A self-described “bond geek,” Devlin’s one big buy for 2016 is a 3.25%-coupon bond issued by Brazilian state-run oil company Petrobras, which matures in March 2017 and yields 12.25%. “Brazil is on the radar screen, but it’s not for the faint of heart,” he says.
Panelist Jeffrey Goldenberg, managing director and director of portfolio strategy with Goldman Sachs’ Investment Management Division, is more cautious. He says the current financial market volatility will be here “a fair bit longer,” although he points to a number of hopeful signs.
Led by employment growth, the U.S. will continue to be reasonably strong, as will Europe, says Goldenberg, who describes Europe as “an interesting value opportunity.”
“The European Central Bank will continue to be accommodative, with interest rates remaining low.”
Goldenberg, who expects that global inflation will remain low, thinks the U.S. will see approximately 2% GDP growth this year. “The S&P 500 will end the year modestly higher, anywhere from 2,025 to 2,100.” Interest rates will also move slightly higher, he predicts, with the Fed raising rates by 25 basis points two to four times in 2016. The U.S. dollar will continue to be strong relative to the euro and Chinese renminbi.

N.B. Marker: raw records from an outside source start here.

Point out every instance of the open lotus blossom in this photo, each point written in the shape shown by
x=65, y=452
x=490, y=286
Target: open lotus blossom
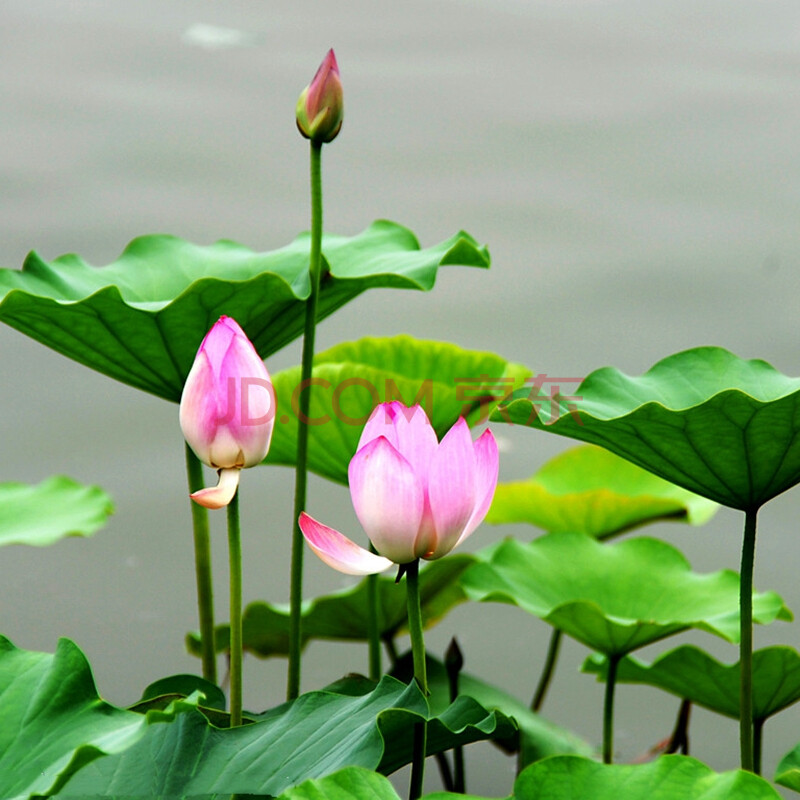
x=227, y=408
x=414, y=496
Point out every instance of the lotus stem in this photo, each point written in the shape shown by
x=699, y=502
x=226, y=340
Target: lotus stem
x=373, y=632
x=548, y=670
x=420, y=675
x=454, y=663
x=746, y=641
x=301, y=470
x=235, y=561
x=608, y=709
x=202, y=569
x=758, y=730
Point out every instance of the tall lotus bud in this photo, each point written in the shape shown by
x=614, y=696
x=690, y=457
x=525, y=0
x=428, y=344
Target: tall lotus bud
x=227, y=408
x=320, y=108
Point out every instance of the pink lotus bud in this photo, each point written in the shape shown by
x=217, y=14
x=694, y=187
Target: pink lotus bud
x=227, y=408
x=415, y=497
x=320, y=108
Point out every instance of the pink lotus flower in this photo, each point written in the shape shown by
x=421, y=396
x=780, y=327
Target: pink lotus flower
x=320, y=108
x=227, y=408
x=414, y=496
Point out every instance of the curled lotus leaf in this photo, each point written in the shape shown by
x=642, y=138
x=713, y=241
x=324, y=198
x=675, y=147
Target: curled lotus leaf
x=351, y=378
x=693, y=674
x=614, y=597
x=141, y=319
x=575, y=778
x=718, y=425
x=590, y=490
x=47, y=512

For Canada, Goldenberg expects modest economic growth overall. “Further, all commodities are in oversupply, and are especially challenged by China’s transition from an investment-led to a consumption-led economy.”
But he says the loonie has bottomed.
“The Canadian dollar has seen the worst, relative to the U.S. dollar, and should find a bottom over the course of the next six months as energy prices begin to improve,” says Goldenberg, who also expects energy prices to be higher by year’s end — anywhere from US$40 to US$50 per barrel. “That would be the commodity that has the best outlook over the shortest period of time,” he notes.
As for investments, says Goldenberg, “A moderate portfolio is likely to hopefully deliver returns in the low single digits. We expect stocks to do better than bonds over the coming year. Investors should have ample liquidity to take advantage of potential opportunities that develop over the year.”
The third panelist, Sproglit CEO Todd Buchholz, is a former White House director of economic policy. He notes the world economy was led for years by natural resources. “With commodities collapsing, that baton has to be passed to another segment of the economy. Consumers have to pick up the baton, and the retail sector has to start driving the world economy,” he says.
“For 2016, investors should recognize that falling commodity prices, while creating great pain for Alberta and other parts of Canada, do provide upside for other segments of the economy. […] It’s a good thing Canada is part of NAFTA, because the U.S. and Mexico form one of the few regions in the world that’s enjoying decent growth.”
Buchholz says that as long as inflation stays low, interest rates can also remain low. “And as long as interest rates stay low, advanced economies will be able to crawl their way out of the financial ruins of December 2015 and January 2016.”